J&K police claimed that there exist a nexus that raises money to make weekly payments for stone pelting and many arrests have taken place on this.

==Response of central government==
On 15 September, Prime Minister Manmohan Singh proposed an all-party meeting in Jammu and Kashmir, saying that dialogue was the only way to find lasting peace, and "We are ready for dialogue with anybody or any group that does not espouse or practice violence". Written invitations included Kashmiri separatists Mirwaiz Umar Farooq and Yasin Malik, who had been excluded from a previous all-party meeting in 2008 during the Amarnath land transfer controversy. Members of the 39-member delegation include Home Minister P Chidambaram and Parliamentary Affairs Minister Pawan Kumar Bansal, Sushma Swaraj and Arun Jaitley (BJP), Basudeb Acharia (CPM), Gurudas Dasgupta (CPI), Mulayam Singh Yadav (Samajwadi Party) and Ram Vilas Paswan (Lok Janshakti Party).
The delegation subsequently visited Kashmir. Following this visit Indian government announced several measures to defuse the tensions. The measures included release of all the students arrested during the protests, reopening of schools, discussions on reducing the number of security forces in Kashmir and appointment of a group to begin sustained dialogue with the Kashmiris. In addition financial compensation of $11,000 to the families of each of those killed was announced. Most of the families rejected the compensation but a few accepted it, in spite of calls by the Hurriyat Conference and social pressure on families to reject the money from Government of India.

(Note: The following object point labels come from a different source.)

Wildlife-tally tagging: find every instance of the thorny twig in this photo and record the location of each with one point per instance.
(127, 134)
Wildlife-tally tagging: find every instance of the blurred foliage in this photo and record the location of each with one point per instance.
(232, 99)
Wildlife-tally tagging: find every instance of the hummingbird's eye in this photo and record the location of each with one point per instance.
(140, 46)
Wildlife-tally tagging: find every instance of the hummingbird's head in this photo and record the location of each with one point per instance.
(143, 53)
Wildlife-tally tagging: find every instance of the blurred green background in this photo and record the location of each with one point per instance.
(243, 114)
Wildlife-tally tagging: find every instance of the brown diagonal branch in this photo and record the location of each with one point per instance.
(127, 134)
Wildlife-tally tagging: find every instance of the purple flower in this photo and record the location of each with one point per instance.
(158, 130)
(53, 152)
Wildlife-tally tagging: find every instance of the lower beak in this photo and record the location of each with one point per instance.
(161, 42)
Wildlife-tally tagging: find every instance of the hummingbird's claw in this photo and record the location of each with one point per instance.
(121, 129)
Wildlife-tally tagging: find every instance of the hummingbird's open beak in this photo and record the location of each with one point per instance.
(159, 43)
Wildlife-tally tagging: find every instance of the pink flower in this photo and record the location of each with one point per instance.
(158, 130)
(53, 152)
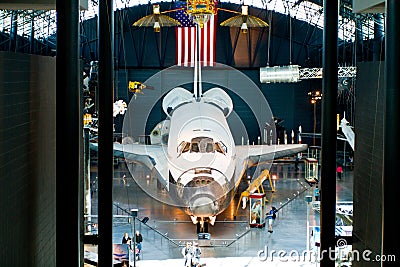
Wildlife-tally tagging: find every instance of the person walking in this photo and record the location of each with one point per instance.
(138, 240)
(126, 240)
(316, 193)
(271, 218)
(196, 255)
(339, 171)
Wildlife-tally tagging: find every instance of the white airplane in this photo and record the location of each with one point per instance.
(197, 160)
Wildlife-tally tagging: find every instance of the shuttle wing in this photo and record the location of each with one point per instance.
(152, 156)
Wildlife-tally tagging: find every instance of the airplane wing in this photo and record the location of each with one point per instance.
(152, 156)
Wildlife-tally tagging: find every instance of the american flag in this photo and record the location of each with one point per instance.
(186, 39)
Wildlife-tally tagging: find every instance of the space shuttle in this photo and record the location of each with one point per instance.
(196, 159)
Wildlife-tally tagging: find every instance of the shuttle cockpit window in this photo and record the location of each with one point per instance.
(183, 147)
(221, 148)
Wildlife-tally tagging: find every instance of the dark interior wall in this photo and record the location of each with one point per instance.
(27, 160)
(288, 101)
(141, 47)
(368, 158)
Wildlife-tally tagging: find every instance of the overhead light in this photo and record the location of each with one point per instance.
(157, 27)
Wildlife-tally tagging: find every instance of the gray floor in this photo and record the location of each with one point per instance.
(168, 228)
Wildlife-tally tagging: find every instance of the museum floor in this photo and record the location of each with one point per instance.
(232, 242)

==Conviction for killing==
The army convicted seven soldiers, including two officers, and sentenced them to life imprisonment for a staged killing of three Kashmiri civilians and passing it off as an anti-militancy operation for rewards and remunerations in J&K in 2010. The court martial proceedings began in January 2014 and ended in September of that year. In April 2010, army had said it had killed three infiltrators in the Machil sector and claimed they were Pakistani militants. The men were later identified as Shahzad Ahmad Khan, Riyaz Ahmad Lone and Muhammad Shafi Lone, all residents of Baramulla district. They were lured to work as porters for the Army in Kupwara district. Instead, the Army killed them in a fake encounter, applied black paint on the clean-shaven faces of the slain, placed weapons on them and said they had killed foreign militants.

===Suspension of sentences===

On 27 July 2017, The Armed Forces Tribunal suspended the life sentence of the five army personnel including a Colonel and a Captain who had been convicted by a General Court Martial in 2014 for staging the killing of three Kashmiri civilians at Macchil in 2010 and branding them as foreign militants for brass medals and cash rewards.

==FIR against Chief Minister and police==
In March 2015, All Parties Hurriyat Conference leader Syed Ali Shah Geelani entirely blamed then Chief Minister of Jammu and Kashmir Omar Abdullah and former Senior Superintendent of Police (SSP) Ashiq Bukhari for killings of 2010 unrest and filed a FIR in the court of Chief Judicial Magistrate (CJM), Srinagar.

"(We) have decided to register a criminal case against Omar Abdullah and Ashiq Bukhari for the innocent killings of 2010 and will try to bring the murderers of the innocent students to justice," a Hurriyat statement said.